NASSIR DJAFARI: Der Großcousin

„Ich nahm den Brief in die Hand. Das Kuvert war aus dünnem Papier, hellblau mit rot-blau gestricheltem Rand, drei Briefmarken mit dem Konterfei Khomeinis, handschriftlich an mich adressiert. Drinnen befand sich ein dicht beschriebenes Blatt, auf dem sich die vertrauten persischen Schriftzeichen mit ihren vielen Punkten über und unter den Buchstaben aneinanderreihten. Ich verstand nichts.“

Nassir Djafari, „Der Großcousin“, Sujet Verlag, Mai 2024

Abbe ist ein Frankfurter Unternehmer und Kosmopolit, dessen berufliches Netzwerk die halbe Welt umspannt. Doch so sehr er es gewöhnt ist, Verhandlungen mit Partnern in Lateinamerika oder Südafrika zu führen – seine eigenen Wurzeln sind verschüttet. Sein Deutsch perfekt, sein Persisch lückenhaft. Das Land seiner Eltern ist nicht mehr seines.
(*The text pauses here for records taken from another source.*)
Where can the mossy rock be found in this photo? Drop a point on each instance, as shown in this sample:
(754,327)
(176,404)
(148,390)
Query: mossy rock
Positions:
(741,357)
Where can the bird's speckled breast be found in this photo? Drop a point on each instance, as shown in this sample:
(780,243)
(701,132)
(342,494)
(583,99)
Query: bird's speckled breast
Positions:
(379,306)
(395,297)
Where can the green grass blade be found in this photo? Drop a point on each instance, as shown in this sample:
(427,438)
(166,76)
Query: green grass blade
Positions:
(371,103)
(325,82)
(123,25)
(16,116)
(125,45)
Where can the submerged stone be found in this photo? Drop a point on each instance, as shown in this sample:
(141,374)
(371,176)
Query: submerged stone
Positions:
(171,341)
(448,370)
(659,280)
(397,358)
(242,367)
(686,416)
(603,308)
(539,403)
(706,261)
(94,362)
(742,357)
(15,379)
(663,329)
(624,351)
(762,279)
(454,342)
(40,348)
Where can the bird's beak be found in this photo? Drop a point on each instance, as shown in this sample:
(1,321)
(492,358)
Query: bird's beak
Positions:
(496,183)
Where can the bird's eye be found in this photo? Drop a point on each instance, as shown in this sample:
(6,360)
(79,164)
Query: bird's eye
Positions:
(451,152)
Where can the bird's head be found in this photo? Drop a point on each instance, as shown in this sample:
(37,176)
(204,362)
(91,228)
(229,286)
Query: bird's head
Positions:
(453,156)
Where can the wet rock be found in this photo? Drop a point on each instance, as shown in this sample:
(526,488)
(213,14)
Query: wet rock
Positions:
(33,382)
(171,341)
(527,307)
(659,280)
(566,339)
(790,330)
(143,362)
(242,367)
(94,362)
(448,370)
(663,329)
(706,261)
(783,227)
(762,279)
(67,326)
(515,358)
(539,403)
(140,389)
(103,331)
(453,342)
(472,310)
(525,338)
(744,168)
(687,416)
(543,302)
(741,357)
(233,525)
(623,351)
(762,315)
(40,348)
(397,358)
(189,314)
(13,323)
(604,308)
Bis eines Tages Reza vor der Tür steht, ein entfernter Verwandter aus dem Iran.

Der Besucher ist undurchschaubar, verwickelt sich in Widersprüche und verschwindet gleich wieder aus Abbes Leben, nur um einige Zeit später ebenso unvermittelt wieder aufzutauchen und um Hilfe zu bitten. Bald kreist Abbes Leben nur noch um dessen Probleme. Nach und nach erschließt sich ihm das Schicksal des jungen Mannes, und er beginnt, ihn und auch sich selbst besser zu verstehen.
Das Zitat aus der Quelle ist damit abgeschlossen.